あらゆる仕事には意味がある 本当の成果とは何だろうか?
●意味のない仕事などない
ついに政権交代が実現しました。9月1日からは消費者庁がスタートしました。日本は大きく変化し、わたしたちの冠婚葬祭互助会業界を取り巻く環境も同様に変化していきます。
さて、いつも思うことですが、あらゆる仕事には社会に存在する意味があります。もっとも麻薬や人身売買、武器の密売をはじめとする反社会的な仕事は別ですが。
わたしの愛読書『星の王子さま』を書いたサン=テグジュペリは郵便飛行機のパイロットでした。1930年代から40年代のことです。現在とは違って、当時のパイロットは死ぬ確率が非常に高く、危険な仕事として嫌われていました。
しかし彼は、パイロットという仕事を軽く見てはいませんでした。それどころか子どもの頃から憧れ続けた仕事であり、心からの誇りをもっていました。郵便物を配達する路線飛行士となったとき、彼は「どんなことがあっても郵便物を無事に運び、けっして時間に遅れないこと」をモットーとしました。
●点灯夫の素敵な仕事
『星の王子さま』には、夜と昼のめまぐるしい交代に合わせて休みなく街頭の灯を点けたり消したりする点灯夫が登場しますが、彼についてこう書かれています。
「点灯夫が街灯に灯をともすとき、それはまるで彼が新しい星や一輪の花を誕生させたかのようです。
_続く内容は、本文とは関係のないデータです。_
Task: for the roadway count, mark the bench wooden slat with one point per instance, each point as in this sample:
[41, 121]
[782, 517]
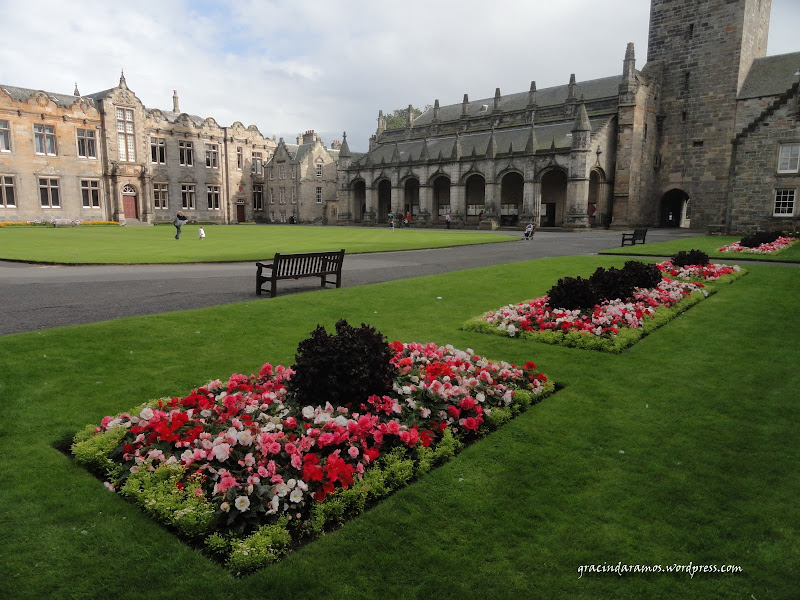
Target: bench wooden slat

彼が街灯の灯を消すときに、その花も星も眠ります。これはとても素敵な仕事です。素敵だから本当に役に立つのです。」
わたしはこの言葉が大好きでよく話します。わが社は接客サービス業ですが、お客さまに接する現場のスタッフも、総務や経理などの現場を裏でサポートするスタッフも、ともに本当に役に立つ素敵な仕事をしているのだということを説明します。
王子さまは多くの星をめぐって色々な人に出会いますが、点灯夫だけとは友だちになってもよいと思いました。
●仕事を義務化してはならない
でも、この点灯夫のエピソードには注意点もあります。もともと彼の仕事は役に立つ素敵な仕事だったのですが、仕事を自分の中で義務化してしまい、自分で自分をどんどん忙しくしていきました。そして、ついには、意味もなくめまぐるしく灯りを点けたり消したりするようになってしまいました。彼は自分を見失ってしまったのです。点灯という仕事からは意味が失われ、単なる目的と化してしまったのです。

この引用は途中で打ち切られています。